On behalf of Jacquelyn S. Gonz, Attorney at Law LLC posted in paternity on Monday, June 24, 2019.
Ancestry tests are having a moment right now. Between AncestryDNA and 23AndMe, more people than ever are exploring their family’s heritage through cheek swabbing and DNA testing. But what happens when your results have unintentional consequences?
According to Vice, many people find secrets hidden the fabrics of the DNA. The report included George Doe, an anonymous source who found out he had a half-brother on his father’s side through an ancestry test. Others reported incidents where they discovered their dads weren’t their biological fathers, and it led to severe complications in their family relationships.

What does this mean for paternity suits?

With these implications, many people have discussed the possibility of using ancestry tests for paternity suits or child custody hearings. They argue the tests use legitimate practices to establish a genetic connection between children and fathers, but the creators of these tests disagree.
According to Ancestry.com, their test uses autosomal practices to establish who you are closely-related to, not to prove paternity between children and parents specifically. To officially establish paternity, you have to go through a DNA testing lab to ensure the results are entirely accurate.
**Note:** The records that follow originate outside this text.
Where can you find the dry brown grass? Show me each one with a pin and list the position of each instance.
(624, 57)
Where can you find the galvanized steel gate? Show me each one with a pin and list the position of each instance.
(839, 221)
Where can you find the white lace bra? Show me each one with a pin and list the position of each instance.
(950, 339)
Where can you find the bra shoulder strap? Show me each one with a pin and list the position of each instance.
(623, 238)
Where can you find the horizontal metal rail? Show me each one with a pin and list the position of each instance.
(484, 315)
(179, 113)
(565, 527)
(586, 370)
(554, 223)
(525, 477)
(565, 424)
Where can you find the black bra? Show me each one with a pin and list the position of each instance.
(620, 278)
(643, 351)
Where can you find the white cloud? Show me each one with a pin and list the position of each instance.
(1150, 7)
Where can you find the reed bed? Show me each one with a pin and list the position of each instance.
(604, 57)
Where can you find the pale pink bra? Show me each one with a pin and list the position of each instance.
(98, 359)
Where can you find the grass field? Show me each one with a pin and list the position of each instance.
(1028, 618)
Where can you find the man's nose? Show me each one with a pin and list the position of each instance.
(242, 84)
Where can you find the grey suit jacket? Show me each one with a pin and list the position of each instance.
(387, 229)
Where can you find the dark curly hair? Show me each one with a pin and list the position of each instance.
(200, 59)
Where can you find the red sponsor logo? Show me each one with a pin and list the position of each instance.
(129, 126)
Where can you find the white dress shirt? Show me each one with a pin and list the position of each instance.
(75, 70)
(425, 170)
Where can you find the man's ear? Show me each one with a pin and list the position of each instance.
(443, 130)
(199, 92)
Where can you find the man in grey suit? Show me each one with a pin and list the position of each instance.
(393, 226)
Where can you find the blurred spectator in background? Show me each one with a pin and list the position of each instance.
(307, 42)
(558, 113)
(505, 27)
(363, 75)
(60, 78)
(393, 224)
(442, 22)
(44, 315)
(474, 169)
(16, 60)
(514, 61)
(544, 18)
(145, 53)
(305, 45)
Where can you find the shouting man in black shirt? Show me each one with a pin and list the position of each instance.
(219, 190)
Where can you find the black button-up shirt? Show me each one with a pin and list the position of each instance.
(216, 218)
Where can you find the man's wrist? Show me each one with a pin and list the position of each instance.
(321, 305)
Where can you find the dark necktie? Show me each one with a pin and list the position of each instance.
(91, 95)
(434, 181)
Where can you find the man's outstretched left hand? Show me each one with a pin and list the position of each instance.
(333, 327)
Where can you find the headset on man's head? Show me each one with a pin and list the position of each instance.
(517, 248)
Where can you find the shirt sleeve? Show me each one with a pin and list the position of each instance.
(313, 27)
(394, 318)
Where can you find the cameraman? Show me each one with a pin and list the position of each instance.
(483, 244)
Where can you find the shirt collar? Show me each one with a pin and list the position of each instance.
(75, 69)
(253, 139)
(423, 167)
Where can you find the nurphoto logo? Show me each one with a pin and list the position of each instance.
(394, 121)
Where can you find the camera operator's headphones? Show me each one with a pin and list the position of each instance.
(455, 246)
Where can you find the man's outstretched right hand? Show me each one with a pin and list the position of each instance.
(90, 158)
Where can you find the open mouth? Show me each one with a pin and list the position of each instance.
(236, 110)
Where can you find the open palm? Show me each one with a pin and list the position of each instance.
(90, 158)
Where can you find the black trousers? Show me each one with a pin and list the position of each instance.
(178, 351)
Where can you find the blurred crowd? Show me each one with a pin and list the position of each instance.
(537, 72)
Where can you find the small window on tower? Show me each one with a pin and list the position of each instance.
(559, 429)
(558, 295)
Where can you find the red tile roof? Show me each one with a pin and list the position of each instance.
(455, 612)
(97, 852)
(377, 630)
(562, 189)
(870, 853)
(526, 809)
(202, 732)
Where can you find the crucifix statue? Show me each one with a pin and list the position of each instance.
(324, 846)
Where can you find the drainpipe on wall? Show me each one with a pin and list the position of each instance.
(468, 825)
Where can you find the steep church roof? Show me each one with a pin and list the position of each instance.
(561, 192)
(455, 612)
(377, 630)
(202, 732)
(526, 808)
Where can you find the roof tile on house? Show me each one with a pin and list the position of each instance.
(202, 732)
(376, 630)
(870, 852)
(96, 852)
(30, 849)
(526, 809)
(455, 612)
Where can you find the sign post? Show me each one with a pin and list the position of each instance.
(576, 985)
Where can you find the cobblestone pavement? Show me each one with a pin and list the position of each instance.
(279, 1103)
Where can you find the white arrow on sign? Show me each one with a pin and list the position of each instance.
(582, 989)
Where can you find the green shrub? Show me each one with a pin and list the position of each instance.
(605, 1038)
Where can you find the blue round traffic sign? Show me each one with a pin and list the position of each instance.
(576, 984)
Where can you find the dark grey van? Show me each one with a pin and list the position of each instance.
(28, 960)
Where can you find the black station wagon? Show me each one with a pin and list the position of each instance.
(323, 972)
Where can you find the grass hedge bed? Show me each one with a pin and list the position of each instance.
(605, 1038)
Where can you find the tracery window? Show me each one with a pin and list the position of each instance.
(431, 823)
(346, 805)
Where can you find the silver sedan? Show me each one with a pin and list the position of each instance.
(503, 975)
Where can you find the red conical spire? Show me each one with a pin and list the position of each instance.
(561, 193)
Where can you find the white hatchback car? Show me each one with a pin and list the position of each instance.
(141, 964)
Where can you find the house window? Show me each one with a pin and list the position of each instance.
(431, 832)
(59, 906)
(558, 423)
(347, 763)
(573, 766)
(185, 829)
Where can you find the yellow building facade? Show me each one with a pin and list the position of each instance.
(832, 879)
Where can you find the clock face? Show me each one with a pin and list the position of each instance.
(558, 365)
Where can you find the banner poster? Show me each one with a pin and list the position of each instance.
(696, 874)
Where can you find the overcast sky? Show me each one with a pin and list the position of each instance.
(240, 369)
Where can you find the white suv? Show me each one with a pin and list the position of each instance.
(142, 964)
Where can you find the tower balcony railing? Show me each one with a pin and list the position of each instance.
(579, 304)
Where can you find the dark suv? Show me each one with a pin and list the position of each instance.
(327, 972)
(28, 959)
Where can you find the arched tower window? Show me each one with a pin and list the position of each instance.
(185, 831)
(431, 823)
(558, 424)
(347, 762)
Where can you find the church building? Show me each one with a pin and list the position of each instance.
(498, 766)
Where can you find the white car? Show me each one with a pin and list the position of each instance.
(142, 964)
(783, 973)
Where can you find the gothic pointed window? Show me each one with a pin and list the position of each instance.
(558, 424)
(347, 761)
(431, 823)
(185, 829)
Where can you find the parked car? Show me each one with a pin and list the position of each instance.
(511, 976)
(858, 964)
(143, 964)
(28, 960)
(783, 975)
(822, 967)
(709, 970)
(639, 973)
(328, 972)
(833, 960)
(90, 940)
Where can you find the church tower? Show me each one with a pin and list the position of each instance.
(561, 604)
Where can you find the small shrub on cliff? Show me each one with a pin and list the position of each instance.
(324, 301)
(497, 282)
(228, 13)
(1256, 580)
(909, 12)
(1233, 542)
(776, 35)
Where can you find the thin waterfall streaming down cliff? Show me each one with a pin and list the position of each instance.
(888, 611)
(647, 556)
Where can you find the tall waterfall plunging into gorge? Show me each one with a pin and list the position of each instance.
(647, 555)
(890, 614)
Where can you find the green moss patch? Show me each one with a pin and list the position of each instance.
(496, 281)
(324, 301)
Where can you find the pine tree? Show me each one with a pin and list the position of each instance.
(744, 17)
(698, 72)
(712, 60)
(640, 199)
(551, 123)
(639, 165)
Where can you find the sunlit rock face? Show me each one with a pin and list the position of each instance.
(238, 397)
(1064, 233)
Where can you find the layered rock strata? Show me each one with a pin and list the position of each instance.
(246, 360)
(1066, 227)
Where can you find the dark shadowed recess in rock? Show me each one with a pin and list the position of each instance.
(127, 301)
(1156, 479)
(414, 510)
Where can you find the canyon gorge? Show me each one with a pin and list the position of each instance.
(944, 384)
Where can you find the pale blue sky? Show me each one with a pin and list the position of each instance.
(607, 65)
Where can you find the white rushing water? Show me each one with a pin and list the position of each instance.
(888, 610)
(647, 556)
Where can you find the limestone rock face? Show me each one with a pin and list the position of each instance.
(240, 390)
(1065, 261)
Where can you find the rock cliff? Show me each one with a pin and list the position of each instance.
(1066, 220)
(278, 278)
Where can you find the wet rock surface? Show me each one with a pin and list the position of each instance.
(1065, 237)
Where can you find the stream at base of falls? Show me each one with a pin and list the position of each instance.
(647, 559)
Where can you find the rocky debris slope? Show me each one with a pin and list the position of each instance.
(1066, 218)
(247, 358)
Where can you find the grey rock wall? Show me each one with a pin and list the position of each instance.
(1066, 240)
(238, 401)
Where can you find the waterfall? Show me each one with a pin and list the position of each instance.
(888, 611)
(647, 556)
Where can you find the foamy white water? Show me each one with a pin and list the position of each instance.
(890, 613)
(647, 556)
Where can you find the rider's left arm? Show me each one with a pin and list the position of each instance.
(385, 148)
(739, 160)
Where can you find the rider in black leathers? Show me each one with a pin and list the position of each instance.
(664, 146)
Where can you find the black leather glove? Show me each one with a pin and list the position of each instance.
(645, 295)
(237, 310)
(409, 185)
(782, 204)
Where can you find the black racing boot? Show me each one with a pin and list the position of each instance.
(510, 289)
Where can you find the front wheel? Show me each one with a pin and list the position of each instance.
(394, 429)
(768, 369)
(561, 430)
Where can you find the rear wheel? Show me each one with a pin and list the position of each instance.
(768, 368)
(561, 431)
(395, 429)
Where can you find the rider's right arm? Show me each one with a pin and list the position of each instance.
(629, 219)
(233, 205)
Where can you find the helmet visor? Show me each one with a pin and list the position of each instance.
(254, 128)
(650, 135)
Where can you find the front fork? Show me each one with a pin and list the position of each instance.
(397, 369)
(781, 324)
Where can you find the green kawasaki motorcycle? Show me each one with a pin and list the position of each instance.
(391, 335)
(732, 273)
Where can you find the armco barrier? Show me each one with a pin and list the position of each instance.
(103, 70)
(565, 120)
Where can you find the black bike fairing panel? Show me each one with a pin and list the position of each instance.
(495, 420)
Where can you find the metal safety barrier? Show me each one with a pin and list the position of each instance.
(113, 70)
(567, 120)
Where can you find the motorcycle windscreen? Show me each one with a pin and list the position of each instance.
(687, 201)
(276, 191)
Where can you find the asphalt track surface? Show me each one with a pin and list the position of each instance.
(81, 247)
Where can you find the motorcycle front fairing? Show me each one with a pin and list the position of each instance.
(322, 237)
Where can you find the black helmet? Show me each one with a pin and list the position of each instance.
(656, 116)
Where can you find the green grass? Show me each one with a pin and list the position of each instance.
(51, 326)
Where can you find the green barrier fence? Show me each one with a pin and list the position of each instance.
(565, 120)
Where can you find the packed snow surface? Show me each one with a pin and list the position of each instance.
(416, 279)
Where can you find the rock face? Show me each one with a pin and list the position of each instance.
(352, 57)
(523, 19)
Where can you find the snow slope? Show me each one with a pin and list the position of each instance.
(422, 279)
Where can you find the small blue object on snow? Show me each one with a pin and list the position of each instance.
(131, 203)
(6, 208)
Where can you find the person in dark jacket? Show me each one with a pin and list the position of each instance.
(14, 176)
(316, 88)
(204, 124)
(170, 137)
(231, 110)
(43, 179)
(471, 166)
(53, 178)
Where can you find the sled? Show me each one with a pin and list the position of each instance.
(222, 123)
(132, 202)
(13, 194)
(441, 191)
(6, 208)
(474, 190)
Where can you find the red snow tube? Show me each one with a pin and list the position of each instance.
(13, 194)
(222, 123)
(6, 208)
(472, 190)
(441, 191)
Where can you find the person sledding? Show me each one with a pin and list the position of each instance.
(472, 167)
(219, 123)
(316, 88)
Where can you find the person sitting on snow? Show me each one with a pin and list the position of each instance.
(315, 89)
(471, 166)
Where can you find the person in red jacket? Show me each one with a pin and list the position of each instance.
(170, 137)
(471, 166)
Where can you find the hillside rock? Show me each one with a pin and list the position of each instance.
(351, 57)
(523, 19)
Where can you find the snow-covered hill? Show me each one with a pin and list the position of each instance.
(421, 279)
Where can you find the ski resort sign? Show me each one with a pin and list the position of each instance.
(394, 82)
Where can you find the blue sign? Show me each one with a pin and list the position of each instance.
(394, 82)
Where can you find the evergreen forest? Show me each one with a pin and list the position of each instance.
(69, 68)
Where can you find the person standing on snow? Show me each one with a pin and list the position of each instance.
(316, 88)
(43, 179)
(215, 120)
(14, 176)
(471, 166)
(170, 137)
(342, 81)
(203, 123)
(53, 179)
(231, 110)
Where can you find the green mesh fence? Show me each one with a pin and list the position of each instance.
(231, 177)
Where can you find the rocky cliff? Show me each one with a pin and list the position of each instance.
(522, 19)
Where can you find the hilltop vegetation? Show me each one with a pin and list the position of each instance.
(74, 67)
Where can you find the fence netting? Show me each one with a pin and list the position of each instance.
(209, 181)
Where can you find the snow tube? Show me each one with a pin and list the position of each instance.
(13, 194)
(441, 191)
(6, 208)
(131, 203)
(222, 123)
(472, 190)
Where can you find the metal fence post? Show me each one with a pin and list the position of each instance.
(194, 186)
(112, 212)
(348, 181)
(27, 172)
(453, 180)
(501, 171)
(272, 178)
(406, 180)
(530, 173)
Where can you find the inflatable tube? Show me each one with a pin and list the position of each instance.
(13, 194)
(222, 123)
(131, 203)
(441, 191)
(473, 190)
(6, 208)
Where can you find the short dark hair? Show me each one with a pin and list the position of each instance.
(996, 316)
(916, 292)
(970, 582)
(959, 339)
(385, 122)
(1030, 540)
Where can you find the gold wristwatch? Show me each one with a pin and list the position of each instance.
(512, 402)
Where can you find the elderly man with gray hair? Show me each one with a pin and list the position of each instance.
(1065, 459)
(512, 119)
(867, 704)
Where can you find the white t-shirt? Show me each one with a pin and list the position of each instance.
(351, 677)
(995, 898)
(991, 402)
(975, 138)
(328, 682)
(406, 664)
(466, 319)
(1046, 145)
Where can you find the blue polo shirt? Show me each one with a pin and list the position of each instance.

In Missouri, most couples who want to test paternity can go through the court system to receive free testing – especially for child custody cases. Once you establish paternity, you can either seek more time with your children or child support order.
Creators of ancestry tests believe keeping their tests out of courts helps more parents than it hurts. It allows people to go through a formal process to establish paternity and keeps alternative explanations for specific genetic results out of a custody case.
If you want to establish paternity, skip the fee and cheek swabbing for an online test and go straight to a local DNA testing lab. It gives definite answers without a painful reveal when you get the results.